In providing voluntary benefits, human resources professionals can address companies’ needs to lower costs, offer a variety of plans, and provide greater value to help retain employees.

Human resources professionals can provide added value at their corporations by performing employee audits to determine non-insurance voluntary benefits that might make the biggest impact. In assessing the needs of the employee base, HR can often determine new and more cost-effective alternatives, and provide creative options to employers’ traditional plans. HR professionals should determine the answers to questions such as: Would employees collectively benefit from a selected program? Or, would they prefer to have greater options in selecting specific benefits that meet their needs?

When the non-insurance voluntary benefits provided hold a high level of perceived value on the part of workers, organizations can maintain a higher level of employee satisfaction. Gym memberships, FSAs and other benefits can demonstrate a higher sense of concern for employee health and well-being.

With these new plans as an option, in addition to traditional offerings, many HR professionals will look to onsite enrollers to help make benefits options easier for employees to understand and manage. Younger employees, such as those in Generation X and Y, however, will also want the ability to learn about plans online and access information 24/7 from their home. Technology is also becoming increasingly more important in helping to manage information surrounding more complex offerings.

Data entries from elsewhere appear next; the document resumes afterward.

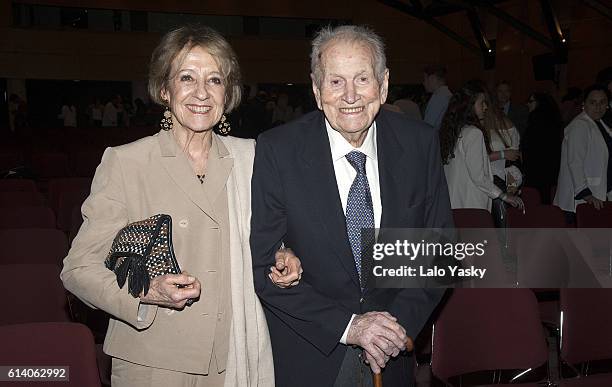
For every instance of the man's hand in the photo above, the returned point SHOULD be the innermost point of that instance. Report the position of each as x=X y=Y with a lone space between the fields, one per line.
x=164 y=290
x=287 y=270
x=380 y=335
x=512 y=154
x=598 y=204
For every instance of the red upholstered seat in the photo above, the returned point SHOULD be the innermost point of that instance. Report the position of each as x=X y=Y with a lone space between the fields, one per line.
x=51 y=344
x=488 y=329
x=33 y=293
x=33 y=245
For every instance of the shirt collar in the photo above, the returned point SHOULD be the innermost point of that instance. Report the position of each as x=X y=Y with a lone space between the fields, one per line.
x=340 y=147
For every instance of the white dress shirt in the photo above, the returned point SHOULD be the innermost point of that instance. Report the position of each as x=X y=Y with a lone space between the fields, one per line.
x=468 y=174
x=345 y=174
x=513 y=139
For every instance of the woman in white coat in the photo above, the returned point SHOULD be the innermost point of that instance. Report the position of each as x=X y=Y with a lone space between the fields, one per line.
x=464 y=154
x=584 y=173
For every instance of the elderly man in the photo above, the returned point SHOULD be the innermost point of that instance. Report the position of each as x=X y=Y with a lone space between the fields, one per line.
x=517 y=113
x=317 y=182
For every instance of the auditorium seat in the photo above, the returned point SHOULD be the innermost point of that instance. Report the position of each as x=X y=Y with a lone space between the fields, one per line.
x=33 y=245
x=472 y=218
x=17 y=185
x=27 y=217
x=32 y=293
x=51 y=344
x=585 y=332
x=86 y=161
x=588 y=217
x=486 y=330
x=20 y=199
x=49 y=165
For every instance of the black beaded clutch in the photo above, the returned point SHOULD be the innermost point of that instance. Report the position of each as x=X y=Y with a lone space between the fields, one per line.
x=142 y=251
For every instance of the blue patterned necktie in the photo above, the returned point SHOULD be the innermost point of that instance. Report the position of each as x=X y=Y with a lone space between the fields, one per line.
x=359 y=210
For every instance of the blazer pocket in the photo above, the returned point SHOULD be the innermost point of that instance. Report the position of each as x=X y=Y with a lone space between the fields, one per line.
x=593 y=181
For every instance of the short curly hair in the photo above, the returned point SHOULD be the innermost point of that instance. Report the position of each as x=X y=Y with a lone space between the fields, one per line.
x=351 y=34
x=177 y=43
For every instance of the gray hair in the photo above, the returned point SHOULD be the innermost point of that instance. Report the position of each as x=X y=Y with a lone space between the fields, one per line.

With increasing costs and growing uncertainty in the benefits market, offerings continue to evolve. The changing benefits landscape requires HR professionals and employers to provide employees with more choices and greater access to information, necessitating more sophisticated technology and relationships with trusted advisors to manage information. The most successful HR professionals are actively pursuing options for organizations, and using their knowledge and access to information to look for new opportunities to address changing needs.